旅師まさ坊さんから 2010,8,13,

前略

曽我様

お忙しい中、私の質問に的確なお返事をくださり、大変ありがとうございました。
主体性や個別性についてこれまで何度か質問させていただきましたが、
今回のお返事で曽我さん(あるいは仏教)の考えていらっしゃる立場がはっきりと見えたように感じました。
これまでの小論集や意見交換で曽我さんが何度もご指摘されていたのに(主体性はない、という点)、肝心なことを私は気づいていなかったと大変恥ずかしく思っております。

主体性は、ない。
私が寄ってすがることができる(そこに安心を求めることができる)と想定する「実体」は存在しない、ということでしょうか。
いやあ、なかなか、驚きました。
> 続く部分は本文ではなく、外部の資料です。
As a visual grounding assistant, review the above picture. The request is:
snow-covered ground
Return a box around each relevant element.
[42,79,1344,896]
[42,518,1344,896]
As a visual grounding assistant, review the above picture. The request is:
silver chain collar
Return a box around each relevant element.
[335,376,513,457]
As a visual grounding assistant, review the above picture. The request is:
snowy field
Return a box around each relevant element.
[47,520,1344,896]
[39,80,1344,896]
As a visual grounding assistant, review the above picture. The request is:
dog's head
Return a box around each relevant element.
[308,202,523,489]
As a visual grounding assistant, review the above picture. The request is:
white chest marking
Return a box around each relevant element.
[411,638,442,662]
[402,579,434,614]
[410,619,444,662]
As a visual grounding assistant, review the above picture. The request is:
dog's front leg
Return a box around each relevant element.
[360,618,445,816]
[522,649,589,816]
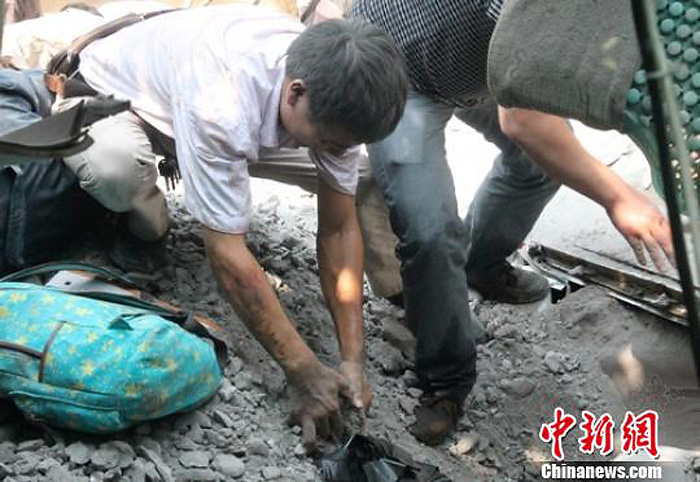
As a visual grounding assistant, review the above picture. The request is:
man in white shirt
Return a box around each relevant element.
[65,5,408,448]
仏教がここまで見通しているとは・・・仏教、恐るべし!との観を強くしました。
いろいろ考えていたためにお返事が遅れてしまった次第です。

正直、主体性や個別性については自分自身の中でまだ消化不良の部分があるのですが、
私は自分の意見にこだわりを持っているわけではないので、曽我さんのご指摘や過去の論文をあらためて読み漁らせていただこうと思います。

ベンジャミン・リベットについての論文、拝読しました。
我々の行動が意識より先んじて起きる、という点について。
私は曽我さんのホームページで初めてヴィパッサナー瞑想を知り、我流で少しだけ取り組んでみているのですが、
この「行動が顕在意識に先んじる」という点はまさにその通りだなあ、と驚かされております。

ただ、たとえばドライブ中に「アクセルを踏む」という行動について振り返った場合、二通りの反応があるように感じます。
ひとつは、自分の無意識の行動を後で再確認するというもの。「自分はなんと無意識で運転したいたことか」とあきれ果ててしまいました。
ただ、その無意識性を再確認した上で、今度は「じゃあ、アクセルを踏む一つ一つの行為について、直前にその行為を意識することはできるだろうか」と
思ってヴィパッサナー(?)をやってみたところ、これもまたすべてできる(私が「今、踏む!」と気づき、その後スムーズに足が動いている)ことに気がつきました。これにも驚きました。

ひとつの行動は、何事もなければ無意識になされているが、同じことを意識してやろうとすれば(主体的?に取り組もうとすれば)できなくもない(ただし、そうすることは確かに不自然。ちょうど呼吸を意識してやってみることのように)。

何かを「やろう」と思って、タイムラグがあって、何かが実現できるのだとしたら(たとえば「今から30秒後に右手を前につきだす、と意識して、それが実現できる)、そこにはやはりある程度の(かりそめにも、そのように見える)主体性、個別性があるのではないか?しぶとく考えてしまいます。すいません(笑)

最後に、リベットについての論文の中で曽我さんが書かれておりましたが、私なりに大変共感した一節がありました。

「釈尊の教えの一番根底にあるのは、苦を厭う気持ちだと思う。
釈尊が残してくださったのは、苦をなくす、少なくとも第二の矢による苦をなくすための教えの体系である。」

本当にその通り(自分が求めるべきはそこにある)と感じ入った次第です。
この点を突き詰めて求めていくと、無常=無我=縁起、主体性や個別性の不存在、ということになるんだろうなあ・・・

今回もいろいろ勉強させていただきました。

今後の展開も楽しみにしております。ありがとうございました。